This post is part of the “Think Global” series, exploring the next big investment frontiers for investors and financial advisors. “Think Global” is sponsored by OppenheimerFunds®. Read more in the series »
China’s economy is slowing.
Meanwhile, rising local government debt and the ballooning shadow banking sector has experts worried that a sincere effort to deleverage could trigger a hard economic landing.
People that are bullish on China often say that Beijing is in control of the slowdown. This argument has been applied to policymakers’ handling China’s so-called “ghost cities,” property price bubble, and mini-credit crunches in December and in June of last year.
However, it is unclear just how much control policymakers actually have over the problems popping up across the Chinese economy.
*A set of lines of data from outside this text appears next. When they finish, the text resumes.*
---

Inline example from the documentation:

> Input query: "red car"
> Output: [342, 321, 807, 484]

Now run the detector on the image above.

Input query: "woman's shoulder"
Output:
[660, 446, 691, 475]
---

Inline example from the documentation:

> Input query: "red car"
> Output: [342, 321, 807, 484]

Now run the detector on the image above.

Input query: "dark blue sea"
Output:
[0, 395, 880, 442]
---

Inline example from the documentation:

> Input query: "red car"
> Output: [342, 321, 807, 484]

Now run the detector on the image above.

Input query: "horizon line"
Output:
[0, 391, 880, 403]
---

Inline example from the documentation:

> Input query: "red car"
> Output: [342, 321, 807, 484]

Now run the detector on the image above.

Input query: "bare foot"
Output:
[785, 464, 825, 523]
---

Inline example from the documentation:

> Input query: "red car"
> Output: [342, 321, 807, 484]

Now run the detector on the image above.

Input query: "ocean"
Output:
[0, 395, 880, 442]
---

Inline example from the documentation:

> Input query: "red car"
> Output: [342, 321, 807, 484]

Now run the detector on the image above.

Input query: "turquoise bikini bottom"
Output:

“I’m worried that Chinese leaders actually believe it when they say everything is under control,” said Patrick Chovanec, chief strategist at Silvercrest Asset Management. “The clock is fast running out on China’s tactic of using runaway credit to fuel investment-led growth.”
“At best China faces a growth squeeze from a mounting burden of bad debt, at worse that bad debt will blow up in its face. Either way, China faces a wrenching economic adjustment. If China’s leaders recognise not just the direction but also the urgency of change, they have some hope of getting to the other side. If they kid themselves into complacency, they are courting disaster.”
China’s upcoming National People’s Congress will give us more details on what policymakers are most focused on.